A landlord leader has backed Southend-on-Sea Council’s crackdown on failing private rented homes.

In an unusual admission, South Essex Alliance of Landlords secretary, Judith Codarin, says the number of problem properties investigated as part of the city’s selective licensing scheme proves the authority is doing its job properly.

Introduced two years ago, the scheme in selected roads in Kursaal, Milton, Chalkwell and Victoria wards with “significant and persistent problems” caused by antisocial behaviour, crime and poor living conditions, has found 324 homes with significant hazards during 614 visits.

Council officers discovered damp and mould in 116 properties, 48 were excessively cold and seven homes contained carbon monoxide and other fuel combustion products.
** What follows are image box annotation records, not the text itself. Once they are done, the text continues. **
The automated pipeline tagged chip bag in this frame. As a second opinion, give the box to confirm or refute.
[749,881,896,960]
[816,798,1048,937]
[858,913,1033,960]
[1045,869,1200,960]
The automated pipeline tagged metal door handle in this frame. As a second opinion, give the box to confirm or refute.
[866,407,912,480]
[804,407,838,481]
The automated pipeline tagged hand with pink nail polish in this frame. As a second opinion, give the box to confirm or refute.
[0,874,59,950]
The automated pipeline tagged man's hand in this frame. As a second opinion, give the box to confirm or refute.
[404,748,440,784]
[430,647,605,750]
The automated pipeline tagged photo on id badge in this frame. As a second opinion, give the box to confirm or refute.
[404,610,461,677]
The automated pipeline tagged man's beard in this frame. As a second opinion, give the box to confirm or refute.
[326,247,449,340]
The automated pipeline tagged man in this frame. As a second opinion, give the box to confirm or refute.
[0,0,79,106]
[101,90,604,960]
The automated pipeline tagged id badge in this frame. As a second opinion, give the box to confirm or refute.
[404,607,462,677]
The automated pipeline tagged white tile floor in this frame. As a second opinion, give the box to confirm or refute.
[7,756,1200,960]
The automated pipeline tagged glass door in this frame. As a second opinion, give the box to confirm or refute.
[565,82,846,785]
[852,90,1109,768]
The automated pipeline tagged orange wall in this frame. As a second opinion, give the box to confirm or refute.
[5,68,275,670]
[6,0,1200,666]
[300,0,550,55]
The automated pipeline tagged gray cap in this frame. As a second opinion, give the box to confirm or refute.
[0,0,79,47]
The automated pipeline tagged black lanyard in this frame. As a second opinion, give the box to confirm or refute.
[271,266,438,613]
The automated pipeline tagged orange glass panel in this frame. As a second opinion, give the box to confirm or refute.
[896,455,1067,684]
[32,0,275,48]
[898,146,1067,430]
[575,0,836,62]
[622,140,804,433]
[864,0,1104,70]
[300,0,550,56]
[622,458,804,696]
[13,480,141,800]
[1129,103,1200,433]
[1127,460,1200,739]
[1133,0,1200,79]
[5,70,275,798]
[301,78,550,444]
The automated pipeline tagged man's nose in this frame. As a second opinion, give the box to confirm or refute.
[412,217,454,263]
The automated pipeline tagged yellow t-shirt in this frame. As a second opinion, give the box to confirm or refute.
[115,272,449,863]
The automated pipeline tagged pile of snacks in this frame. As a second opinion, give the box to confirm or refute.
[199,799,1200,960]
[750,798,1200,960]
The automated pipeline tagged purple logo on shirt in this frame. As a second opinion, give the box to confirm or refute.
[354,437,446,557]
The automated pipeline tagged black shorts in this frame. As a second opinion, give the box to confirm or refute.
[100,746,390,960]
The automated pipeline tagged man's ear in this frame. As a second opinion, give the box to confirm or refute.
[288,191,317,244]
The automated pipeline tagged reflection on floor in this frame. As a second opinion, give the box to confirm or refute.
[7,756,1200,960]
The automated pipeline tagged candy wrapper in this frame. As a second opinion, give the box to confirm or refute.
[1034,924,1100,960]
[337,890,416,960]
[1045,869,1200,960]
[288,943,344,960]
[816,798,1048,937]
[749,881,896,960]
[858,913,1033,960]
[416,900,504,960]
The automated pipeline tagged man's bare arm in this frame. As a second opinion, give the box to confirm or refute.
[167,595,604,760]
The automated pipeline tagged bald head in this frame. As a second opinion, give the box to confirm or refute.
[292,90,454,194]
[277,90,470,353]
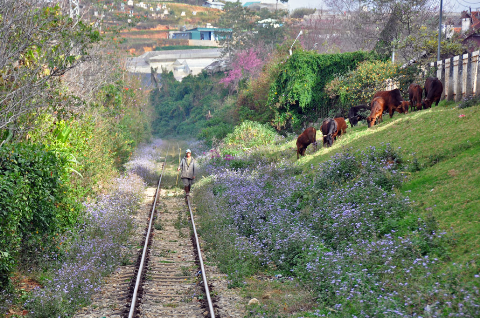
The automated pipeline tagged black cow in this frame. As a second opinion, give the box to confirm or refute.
[348,104,371,127]
[322,118,338,147]
[422,77,443,109]
[297,127,317,159]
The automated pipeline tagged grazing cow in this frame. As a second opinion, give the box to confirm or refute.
[322,118,340,147]
[371,88,405,118]
[332,117,347,140]
[348,104,370,127]
[422,77,443,109]
[297,127,317,159]
[408,83,423,110]
[367,97,387,128]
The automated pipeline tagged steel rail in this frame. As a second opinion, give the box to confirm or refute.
[187,196,215,318]
[128,147,170,318]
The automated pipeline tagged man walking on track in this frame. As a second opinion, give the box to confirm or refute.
[177,149,195,200]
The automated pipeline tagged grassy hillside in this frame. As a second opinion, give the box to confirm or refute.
[195,104,480,317]
[302,105,480,270]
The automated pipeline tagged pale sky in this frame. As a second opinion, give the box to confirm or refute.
[227,0,474,12]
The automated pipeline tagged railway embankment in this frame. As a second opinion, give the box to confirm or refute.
[195,103,480,317]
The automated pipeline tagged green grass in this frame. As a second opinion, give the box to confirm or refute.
[292,103,480,270]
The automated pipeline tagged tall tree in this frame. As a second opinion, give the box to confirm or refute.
[0,0,100,138]
[326,0,438,60]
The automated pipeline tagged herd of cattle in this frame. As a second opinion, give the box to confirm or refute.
[297,77,443,159]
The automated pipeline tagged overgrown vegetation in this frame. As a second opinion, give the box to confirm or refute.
[196,106,480,317]
[0,1,152,300]
[325,61,423,116]
[150,72,236,140]
[267,50,371,127]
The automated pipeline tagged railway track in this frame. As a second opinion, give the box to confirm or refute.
[120,152,218,318]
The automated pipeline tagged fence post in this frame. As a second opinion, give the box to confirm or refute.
[462,53,472,98]
[471,51,480,95]
[453,55,462,102]
[437,61,445,100]
[443,58,453,100]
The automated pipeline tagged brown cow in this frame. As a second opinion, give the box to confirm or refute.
[397,101,412,114]
[408,83,423,110]
[367,97,386,128]
[322,118,338,147]
[371,88,405,118]
[333,117,347,140]
[297,127,317,159]
[422,77,443,109]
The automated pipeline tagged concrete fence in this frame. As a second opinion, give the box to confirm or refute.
[430,51,480,102]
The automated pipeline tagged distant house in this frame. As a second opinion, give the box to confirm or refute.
[203,0,225,10]
[447,11,480,52]
[243,1,288,11]
[257,18,283,28]
[171,28,232,41]
[243,1,261,8]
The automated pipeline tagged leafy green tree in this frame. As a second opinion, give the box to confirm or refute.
[267,50,371,129]
[327,0,438,61]
[0,0,101,136]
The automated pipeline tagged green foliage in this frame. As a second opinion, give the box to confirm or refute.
[0,144,77,286]
[224,120,277,148]
[290,8,317,19]
[325,61,420,112]
[457,95,480,109]
[150,72,234,139]
[155,45,216,51]
[267,50,371,126]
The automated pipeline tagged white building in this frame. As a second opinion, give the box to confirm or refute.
[203,0,225,10]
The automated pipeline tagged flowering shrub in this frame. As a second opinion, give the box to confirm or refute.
[25,141,161,317]
[220,48,263,89]
[196,145,480,317]
[25,174,144,317]
[224,120,277,148]
[0,143,78,289]
[125,140,161,185]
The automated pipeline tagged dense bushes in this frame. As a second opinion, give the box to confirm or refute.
[196,145,480,317]
[150,72,235,142]
[325,61,421,114]
[268,50,371,127]
[224,120,277,148]
[25,174,144,318]
[0,144,79,286]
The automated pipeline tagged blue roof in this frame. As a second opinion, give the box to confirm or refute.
[187,28,232,32]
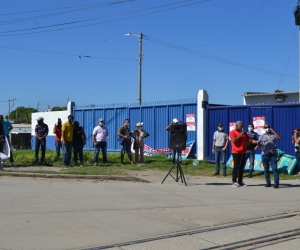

Four were overcrowded, 11 had poor hygiene, pests and refuse, while 15 properties were open to entry by intruders. Alarmingly, 14 were identified as being at risk of structural collapse.

Codarin told the Yellow Advertiser she welcomed the scheme’s progress and that the £735 fee has been manageable and taken in two parts which helped enormously.

Council officers are attending their landlord meetings, she adds. “They took notice of what experienced landlords said at meetings. It was us reasonable landlords saying we the easy targets, we’re going to do our best anyway, just go for the bad ones. It’s not an indication that all landlords are bad, it’s an indication they are going for the right ones. These results I would say are pretty good - they’ve really gone for the naughty ones.”

The council has sent 240 non-compliance letters and served formal notices including eight civil penalty notices, four improvement notices and three emergency prohibition notices.